First, this is all totally great, and huge thanks to @javh for pulling this together.

Hm, do we really need to go all the way to a full wiki? What about a CSV hosted on GitHub that upon push builds a HTML page with a sortable table?

CSVs are more machine-readable than wikis, too.

Those are good suggestions @caschramm and @ematsen. I’m inclined to think the csv plus sortable table is the better approach for now. It’s not a huge list of papers (yet).

I have no problem with CSVs, either…

I checked again on our human data sets and for most of them the numbers were in the same range (15-25%). It is probably important to note that the amplification process during single-cell PCR typically runs into saturation and is not quantitative due to potential primer bias (sorry, no UMIs at this point). Thus scPCR will likely not capture the quantitative differences between between productive and non-productive transcripts.
There are however two data sets that show substantially lower numbers (5-10%), but they also differ in the sampled cell populations.
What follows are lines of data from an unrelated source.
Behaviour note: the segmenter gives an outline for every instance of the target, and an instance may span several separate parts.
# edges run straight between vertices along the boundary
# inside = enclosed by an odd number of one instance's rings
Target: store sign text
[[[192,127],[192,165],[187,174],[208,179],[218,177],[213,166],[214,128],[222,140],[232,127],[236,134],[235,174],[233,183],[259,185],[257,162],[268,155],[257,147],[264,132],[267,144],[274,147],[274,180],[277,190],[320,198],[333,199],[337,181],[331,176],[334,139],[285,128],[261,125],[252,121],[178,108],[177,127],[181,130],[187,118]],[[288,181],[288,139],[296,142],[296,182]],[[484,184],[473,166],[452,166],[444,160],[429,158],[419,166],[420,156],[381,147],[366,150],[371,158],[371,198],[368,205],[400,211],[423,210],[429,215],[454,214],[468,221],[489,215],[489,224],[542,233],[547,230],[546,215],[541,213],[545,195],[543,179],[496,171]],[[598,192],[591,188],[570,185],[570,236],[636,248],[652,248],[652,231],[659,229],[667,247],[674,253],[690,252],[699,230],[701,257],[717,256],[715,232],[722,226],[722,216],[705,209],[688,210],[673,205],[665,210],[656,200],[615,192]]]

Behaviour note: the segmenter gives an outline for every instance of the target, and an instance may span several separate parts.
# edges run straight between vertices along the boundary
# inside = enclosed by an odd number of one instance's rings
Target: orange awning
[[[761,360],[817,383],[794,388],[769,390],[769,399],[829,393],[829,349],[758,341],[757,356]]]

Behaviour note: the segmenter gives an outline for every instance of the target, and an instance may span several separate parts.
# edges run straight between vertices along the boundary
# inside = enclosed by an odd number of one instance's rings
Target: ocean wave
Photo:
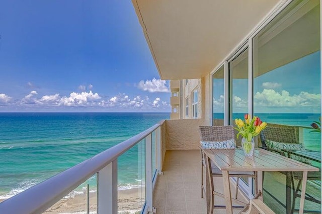
[[[0,199],[9,198],[10,197],[16,195],[16,194],[29,189],[32,186],[35,185],[40,182],[40,180],[37,179],[33,179],[21,182],[18,184],[18,186],[17,188],[14,188],[10,190],[9,192],[5,193],[2,195],[0,195]]]
[[[25,190],[34,186],[35,185],[39,183],[40,180],[36,179],[33,179],[30,180],[25,181],[19,183],[17,188],[12,189],[9,192],[5,193],[2,195],[0,195],[0,199],[8,199],[17,194],[20,193],[21,192],[25,191]],[[125,185],[120,185],[117,187],[118,190],[126,190],[132,189],[137,189],[139,188],[144,187],[145,185],[137,185],[127,184]],[[97,189],[96,188],[94,189],[91,189],[91,188],[93,188],[93,186],[90,186],[90,192],[96,192]],[[96,188],[96,187],[95,187]],[[77,195],[83,195],[87,194],[87,186],[83,186],[82,187],[81,190],[74,190],[69,192],[67,195],[63,197],[63,199],[67,199],[69,198],[74,198],[75,196]]]
[[[13,146],[0,146],[0,149],[12,149],[14,147],[15,147]]]

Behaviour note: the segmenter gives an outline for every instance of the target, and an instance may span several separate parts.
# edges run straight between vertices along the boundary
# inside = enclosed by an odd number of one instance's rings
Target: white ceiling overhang
[[[132,0],[163,79],[210,72],[280,0]]]

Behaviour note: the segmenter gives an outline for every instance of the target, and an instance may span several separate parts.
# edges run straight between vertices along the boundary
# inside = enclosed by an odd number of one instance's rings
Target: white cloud
[[[21,102],[26,104],[37,104],[37,98],[35,97],[38,93],[35,90],[30,91],[30,93],[21,100]]]
[[[5,94],[0,94],[0,103],[9,101],[11,98]],[[137,95],[130,97],[125,93],[119,93],[111,98],[103,99],[98,93],[92,91],[72,92],[68,96],[61,96],[56,93],[40,96],[36,91],[33,90],[21,99],[11,102],[10,104],[20,107],[46,107],[47,109],[50,107],[95,107],[100,109],[106,108],[107,111],[113,109],[125,112],[149,111],[154,108],[168,111],[170,110],[170,106],[167,101],[162,100],[159,97],[152,101],[149,100],[147,96],[142,97]]]
[[[266,89],[274,89],[281,87],[281,84],[277,82],[266,82],[262,84],[263,87]]]
[[[148,91],[150,92],[169,92],[170,90],[166,85],[167,81],[161,79],[156,79],[153,78],[152,80],[140,81],[137,87],[144,91]]]
[[[234,96],[232,101],[233,102],[232,108],[245,108],[248,105],[248,102],[239,96]]]
[[[60,103],[67,106],[92,105],[93,101],[97,100],[101,97],[97,93],[93,93],[92,91],[89,92],[82,92],[70,93],[69,97],[64,96],[60,99]]]
[[[272,107],[319,106],[320,94],[301,91],[291,95],[285,90],[280,93],[273,89],[264,89],[257,92],[255,96],[255,104]]]
[[[158,108],[160,107],[160,104],[159,103],[159,102],[160,102],[160,100],[161,99],[160,99],[159,97],[156,97],[152,103],[152,106],[153,106],[153,108]]]
[[[0,102],[8,102],[12,97],[5,93],[0,93]]]

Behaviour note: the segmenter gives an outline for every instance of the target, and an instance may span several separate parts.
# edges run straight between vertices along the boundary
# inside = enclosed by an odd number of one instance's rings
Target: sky
[[[0,5],[0,112],[170,112],[130,1]]]

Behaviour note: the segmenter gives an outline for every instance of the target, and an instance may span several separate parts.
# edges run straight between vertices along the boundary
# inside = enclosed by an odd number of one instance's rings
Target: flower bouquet
[[[265,129],[267,124],[261,121],[258,117],[254,117],[251,120],[251,117],[247,114],[245,115],[244,118],[245,121],[242,119],[235,120],[236,127],[234,129],[238,132],[237,138],[239,138],[240,135],[243,137],[242,146],[245,155],[251,157],[253,156],[255,145],[253,138]]]

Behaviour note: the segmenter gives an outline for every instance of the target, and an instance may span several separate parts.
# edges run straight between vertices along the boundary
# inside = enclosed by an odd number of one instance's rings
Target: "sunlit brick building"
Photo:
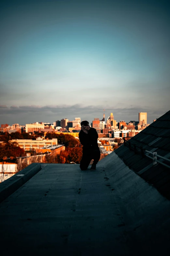
[[[33,124],[26,124],[25,127],[26,132],[34,132],[38,131],[41,129],[44,129],[43,123],[39,123],[37,122]]]
[[[94,118],[92,121],[92,128],[96,129],[98,133],[100,133],[100,122],[99,118]]]
[[[48,146],[52,146],[57,145],[57,139],[53,139],[52,140],[12,140],[12,141],[16,141],[18,145],[21,148],[25,150],[35,149],[43,147]]]

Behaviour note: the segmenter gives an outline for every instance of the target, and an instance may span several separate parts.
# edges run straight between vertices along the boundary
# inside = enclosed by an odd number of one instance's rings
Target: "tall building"
[[[68,119],[65,118],[62,119],[61,120],[61,126],[62,128],[65,128],[67,125],[67,123],[68,122]]]
[[[139,124],[142,126],[143,124],[147,124],[147,113],[140,112],[139,113]]]
[[[103,114],[103,119],[102,119],[101,120],[101,122],[105,122],[105,113],[104,113],[104,114]]]
[[[56,121],[56,126],[58,127],[58,126],[61,126],[61,121],[59,121],[59,120],[57,120],[57,121]]]
[[[37,131],[39,129],[44,129],[44,123],[40,124],[37,122],[33,124],[26,124],[25,126],[26,132],[34,132]]]
[[[1,128],[6,128],[6,127],[7,127],[8,126],[9,126],[9,125],[8,125],[7,124],[6,124],[4,125],[1,125]]]
[[[100,121],[100,128],[101,130],[105,129],[105,121]]]
[[[69,121],[67,123],[67,130],[68,130],[69,128],[73,128],[73,122],[71,121]]]
[[[81,128],[81,118],[80,117],[76,117],[75,120],[73,121],[73,127],[78,127]]]
[[[100,133],[100,122],[99,118],[94,118],[92,121],[92,128],[96,129],[98,133]]]
[[[110,115],[109,116],[107,120],[107,128],[115,128],[117,126],[116,120],[114,120],[114,117],[113,114],[113,113],[110,113]]]
[[[118,128],[120,130],[123,128],[123,126],[126,126],[126,123],[124,121],[120,121],[118,124]]]

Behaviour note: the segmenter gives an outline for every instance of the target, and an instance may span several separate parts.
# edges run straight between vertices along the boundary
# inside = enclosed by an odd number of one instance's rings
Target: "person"
[[[93,159],[90,170],[95,170],[96,165],[100,157],[100,151],[97,144],[98,134],[95,129],[90,127],[88,121],[82,121],[80,125],[81,130],[78,137],[83,145],[83,155],[80,167],[82,171],[85,171],[91,160]]]

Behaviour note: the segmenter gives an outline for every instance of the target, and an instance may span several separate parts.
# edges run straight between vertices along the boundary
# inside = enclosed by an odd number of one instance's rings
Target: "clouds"
[[[80,117],[81,120],[87,120],[89,123],[95,118],[101,120],[103,117],[104,106],[85,106],[83,104],[73,105],[64,104],[45,106],[30,105],[11,106],[10,107],[0,108],[0,118],[1,123],[12,125],[18,123],[21,125],[35,122],[49,122],[52,123],[57,120],[67,118],[69,121],[74,120],[76,117]],[[139,112],[147,112],[148,122],[163,114],[169,110],[162,109],[157,111],[154,109],[149,110],[147,106],[143,108],[134,107],[129,105],[129,107],[114,108],[107,105],[105,108],[105,120],[113,113],[114,118],[117,122],[124,120],[126,122],[130,120],[138,120]]]
[[[1,122],[92,121],[103,108],[127,121],[146,111],[151,122],[168,110],[165,3],[43,2],[3,3]]]

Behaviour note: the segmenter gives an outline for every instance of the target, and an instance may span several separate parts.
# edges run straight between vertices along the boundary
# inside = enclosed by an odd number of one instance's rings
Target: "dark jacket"
[[[91,128],[88,133],[85,133],[81,130],[78,134],[78,137],[81,144],[83,145],[83,152],[89,149],[98,149],[97,144],[98,136],[96,130],[94,128]]]

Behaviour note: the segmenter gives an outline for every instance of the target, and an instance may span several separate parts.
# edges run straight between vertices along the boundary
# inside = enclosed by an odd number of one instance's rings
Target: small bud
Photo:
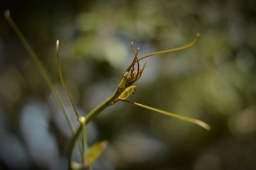
[[[123,93],[118,97],[119,100],[125,100],[127,97],[134,94],[136,91],[136,87],[132,86],[127,88]]]

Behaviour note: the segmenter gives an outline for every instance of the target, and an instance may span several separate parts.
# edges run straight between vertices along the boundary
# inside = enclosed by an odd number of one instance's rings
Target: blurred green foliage
[[[131,42],[142,56],[187,43],[200,32],[193,48],[148,59],[132,100],[202,120],[212,132],[118,104],[88,128],[89,144],[109,142],[95,169],[254,169],[254,1],[1,3],[1,13],[10,8],[71,111],[58,79],[60,40],[64,79],[84,114],[115,89],[132,59]],[[65,169],[70,132],[3,15],[0,168]]]

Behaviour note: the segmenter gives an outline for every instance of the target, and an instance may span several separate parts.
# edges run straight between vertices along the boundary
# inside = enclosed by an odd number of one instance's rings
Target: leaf
[[[88,166],[93,163],[101,155],[108,145],[107,141],[102,141],[90,147],[84,157],[86,165]]]
[[[205,129],[207,131],[211,130],[211,127],[202,121],[200,121],[200,120],[198,120],[196,119],[194,119],[194,118],[189,118],[189,117],[186,117],[184,116],[181,116],[181,115],[177,114],[175,113],[164,111],[162,111],[162,110],[160,110],[158,109],[156,109],[156,108],[148,106],[148,105],[145,105],[143,104],[141,104],[139,103],[136,103],[136,102],[131,102],[131,101],[129,101],[129,100],[122,100],[122,101],[127,102],[129,102],[131,104],[133,104],[135,105],[137,105],[137,106],[139,106],[139,107],[143,107],[143,108],[145,108],[145,109],[152,111],[155,111],[155,112],[163,114],[165,114],[165,115],[167,115],[170,117],[173,117],[173,118],[177,118],[179,120],[184,120],[186,121],[188,121],[188,122],[196,124],[196,125],[198,125],[198,126],[204,128],[204,129]]]

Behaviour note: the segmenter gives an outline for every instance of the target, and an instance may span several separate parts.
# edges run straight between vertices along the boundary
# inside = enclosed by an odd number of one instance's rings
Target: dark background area
[[[212,130],[117,103],[88,125],[109,144],[93,169],[255,169],[255,1],[6,1],[0,3],[0,169],[66,169],[71,133],[52,94],[4,17],[11,15],[81,114],[109,97],[132,59],[148,58],[131,100],[204,121]],[[76,155],[74,155],[76,158]]]

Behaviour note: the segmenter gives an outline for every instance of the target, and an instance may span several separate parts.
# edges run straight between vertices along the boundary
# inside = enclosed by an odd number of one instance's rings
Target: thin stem
[[[181,47],[176,47],[176,48],[174,48],[174,49],[169,49],[169,50],[161,50],[161,51],[159,51],[159,52],[150,53],[149,54],[147,54],[147,55],[146,55],[145,56],[143,56],[143,57],[140,58],[139,59],[139,61],[140,61],[141,59],[143,59],[145,58],[150,57],[150,56],[156,56],[156,55],[158,55],[158,54],[163,54],[169,53],[169,52],[171,52],[178,51],[178,50],[184,50],[184,49],[186,49],[190,48],[190,47],[194,46],[196,44],[196,43],[199,40],[200,36],[200,35],[199,33],[196,33],[196,36],[195,38],[195,40],[193,42],[191,42],[191,43],[188,43],[187,45],[183,45],[183,46],[181,46]]]
[[[135,50],[135,49],[134,49],[134,46],[133,46],[133,42],[131,42],[131,48],[132,49],[132,52],[133,52],[133,54],[134,54],[134,55],[136,55],[136,50]]]
[[[84,118],[84,117],[83,117]],[[88,151],[88,143],[87,143],[87,136],[86,136],[86,125],[85,123],[85,120],[84,121],[83,121],[82,123],[82,126],[83,126],[83,145],[84,145],[84,157],[86,157],[86,152]],[[83,159],[83,161],[85,161],[86,159],[87,158],[85,157]],[[92,164],[90,164],[90,162],[88,162],[89,164],[89,169],[90,170],[92,170]]]
[[[60,56],[59,56],[59,46],[60,45],[60,45],[59,40],[57,40],[56,41],[56,58],[57,58],[58,71],[59,72],[60,79],[60,81],[61,82],[61,85],[62,85],[62,87],[63,87],[63,88],[64,89],[65,93],[66,93],[66,95],[67,95],[67,97],[68,97],[68,98],[69,100],[69,102],[70,102],[71,105],[72,105],[72,107],[73,108],[73,110],[75,112],[76,116],[77,118],[79,118],[79,114],[78,114],[78,112],[77,112],[77,110],[76,109],[76,107],[75,107],[75,105],[74,105],[74,104],[73,103],[73,101],[72,100],[71,96],[69,94],[69,93],[68,93],[68,90],[67,90],[67,89],[66,88],[66,86],[65,85],[63,78],[62,77],[61,68],[61,66],[60,66]]]
[[[31,59],[33,61],[36,68],[38,69],[40,73],[42,74],[42,75],[43,76],[43,78],[44,79],[46,83],[47,84],[49,88],[52,92],[54,98],[57,101],[58,104],[59,104],[72,132],[73,134],[74,134],[75,130],[74,128],[74,125],[70,120],[70,118],[69,117],[68,114],[67,114],[67,112],[65,109],[63,102],[62,102],[62,100],[60,96],[60,94],[58,93],[57,90],[55,89],[54,86],[52,85],[52,83],[51,81],[50,80],[49,76],[48,75],[48,73],[47,73],[45,69],[44,68],[44,66],[42,65],[42,63],[39,60],[39,58],[37,56],[37,55],[36,54],[35,51],[31,49],[31,47],[30,47],[30,45],[29,45],[28,41],[26,40],[24,36],[21,33],[20,30],[18,28],[16,24],[14,22],[13,19],[12,19],[12,17],[10,15],[9,10],[6,10],[4,12],[4,16],[5,16],[5,18],[6,18],[7,22],[9,23],[10,26],[11,26],[11,27],[13,29],[13,30],[16,33],[16,35],[17,35],[19,38],[20,40],[20,42],[23,44],[24,47],[25,47],[25,49],[27,50],[27,52],[28,52],[28,54],[29,54],[29,56],[31,58]]]
[[[172,112],[164,111],[162,111],[162,110],[160,110],[160,109],[156,109],[156,108],[148,106],[148,105],[143,105],[143,104],[139,104],[139,103],[134,102],[127,100],[122,100],[122,101],[126,102],[128,102],[128,103],[130,103],[130,104],[134,104],[135,105],[137,105],[137,106],[139,106],[139,107],[143,107],[143,108],[145,108],[145,109],[152,111],[155,111],[155,112],[163,114],[165,114],[165,115],[167,115],[167,116],[171,116],[171,117],[173,117],[173,118],[177,118],[177,119],[179,119],[179,120],[184,120],[184,121],[189,121],[190,123],[196,124],[196,125],[204,128],[204,129],[205,129],[207,131],[210,131],[211,130],[211,127],[210,127],[209,125],[208,125],[207,124],[206,124],[204,121],[202,121],[198,120],[196,120],[196,119],[194,119],[194,118],[189,118],[189,117],[179,115],[179,114],[175,114],[175,113],[172,113]]]
[[[106,100],[101,104],[97,106],[95,109],[92,110],[90,112],[89,112],[85,117],[85,124],[86,125],[89,123],[92,120],[93,120],[95,117],[96,117],[99,114],[100,114],[102,111],[103,111],[108,107],[112,105],[112,103],[119,96],[119,93],[115,93],[111,97]],[[76,145],[76,142],[78,139],[79,135],[82,131],[83,125],[80,125],[78,127],[77,131],[75,134],[71,139],[71,141],[69,145],[68,148],[68,169],[71,170],[71,162],[72,162],[72,155],[73,153],[74,148]]]

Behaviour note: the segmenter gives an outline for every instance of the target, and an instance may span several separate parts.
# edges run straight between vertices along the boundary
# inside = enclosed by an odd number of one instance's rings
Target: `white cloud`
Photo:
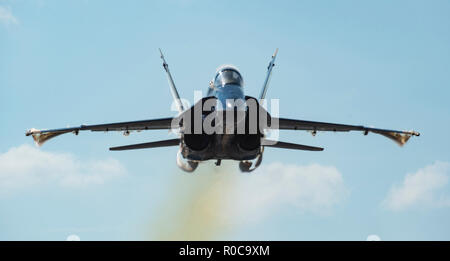
[[[0,22],[6,25],[18,24],[19,21],[12,14],[11,8],[0,6]]]
[[[239,174],[225,208],[231,222],[254,222],[283,207],[327,214],[348,195],[341,173],[331,166],[271,163]]]
[[[415,207],[448,207],[450,198],[443,194],[449,179],[450,163],[437,161],[407,174],[401,185],[392,187],[383,202],[391,210]]]
[[[67,153],[46,152],[30,145],[0,154],[0,191],[56,184],[83,187],[103,184],[126,173],[114,159],[83,162]]]

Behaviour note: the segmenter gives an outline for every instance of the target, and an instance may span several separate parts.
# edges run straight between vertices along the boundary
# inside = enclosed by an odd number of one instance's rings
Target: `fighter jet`
[[[312,135],[322,131],[360,131],[364,135],[371,132],[385,136],[400,146],[404,145],[411,136],[420,135],[415,131],[296,120],[270,115],[263,105],[278,49],[272,55],[267,66],[266,78],[258,98],[244,94],[244,80],[237,67],[223,65],[217,69],[213,80],[210,81],[207,95],[190,108],[185,108],[164,55],[161,49],[159,51],[170,91],[178,110],[176,116],[99,125],[81,125],[74,128],[30,129],[26,132],[26,136],[31,135],[36,144],[40,146],[47,140],[64,133],[78,135],[80,131],[120,131],[128,136],[132,131],[167,129],[173,130],[178,137],[112,147],[110,150],[123,151],[174,146],[179,148],[176,158],[177,165],[184,171],[193,172],[199,163],[208,160],[215,160],[218,166],[222,160],[234,160],[239,162],[239,168],[242,172],[251,172],[261,164],[266,147],[306,151],[323,150],[320,147],[268,139],[267,133],[274,130],[302,130],[309,131]]]

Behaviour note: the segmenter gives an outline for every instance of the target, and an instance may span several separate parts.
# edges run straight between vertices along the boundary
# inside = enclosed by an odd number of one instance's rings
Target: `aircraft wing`
[[[37,145],[42,145],[47,140],[59,136],[64,133],[72,132],[78,135],[79,131],[141,131],[141,130],[164,130],[172,128],[173,118],[161,118],[154,120],[127,121],[97,125],[81,125],[73,128],[61,128],[51,130],[30,129],[26,132],[26,136],[32,136]],[[177,126],[174,126],[175,128]]]
[[[361,125],[347,125],[347,124],[337,124],[337,123],[328,123],[328,122],[316,122],[316,121],[304,121],[304,120],[293,120],[286,118],[272,118],[272,123],[278,120],[278,129],[280,130],[306,130],[311,131],[313,135],[316,134],[317,131],[339,131],[339,132],[347,132],[347,131],[362,131],[365,135],[369,132],[377,133],[383,135],[393,141],[395,141],[398,145],[404,145],[411,136],[420,136],[420,133],[415,131],[398,131],[398,130],[386,130],[386,129],[377,129],[371,127],[365,127]],[[269,127],[269,128],[275,128]]]

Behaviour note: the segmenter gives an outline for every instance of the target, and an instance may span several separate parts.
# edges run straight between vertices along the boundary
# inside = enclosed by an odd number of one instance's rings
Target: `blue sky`
[[[450,239],[448,1],[0,0],[0,240]],[[238,66],[284,117],[414,129],[286,131],[323,152],[266,149],[255,173],[175,165],[176,148],[110,152],[167,131],[27,129],[172,116],[158,48],[181,96]]]

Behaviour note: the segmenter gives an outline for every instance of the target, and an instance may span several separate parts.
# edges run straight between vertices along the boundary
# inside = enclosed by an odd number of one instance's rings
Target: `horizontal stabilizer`
[[[112,148],[109,148],[109,150],[137,150],[137,149],[170,147],[170,146],[177,146],[177,145],[180,145],[180,139],[161,140],[161,141],[132,144],[132,145],[126,145],[126,146],[120,146],[120,147],[112,147]]]
[[[309,150],[309,151],[322,151],[323,148],[307,146],[302,144],[288,143],[282,141],[263,140],[261,145],[265,147],[273,147],[280,149],[293,149],[293,150]]]
[[[69,132],[73,132],[73,131],[74,131],[73,129],[69,129],[69,128],[66,130],[55,130],[55,131],[49,131],[49,132],[41,132],[40,130],[37,130],[37,129],[30,129],[29,131],[27,131],[26,135],[27,136],[31,135],[37,146],[42,146],[42,144],[44,144],[49,139],[52,139],[61,134],[69,133]]]

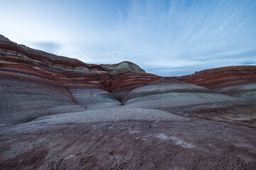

Going back to all data sets, the general trend seems to be that populations with high transcriptional activity (e.g. plasma cells) have lower percentages of non-productive transcripts.

Fascinating, thanks!

are you aware of this resource: A public database of memory and naive B-cell receptor sequences
PLOS ONE 08/11/2016 11(8):e0160853 - the underlying data can be found in Adaptive’s immuneAcess database.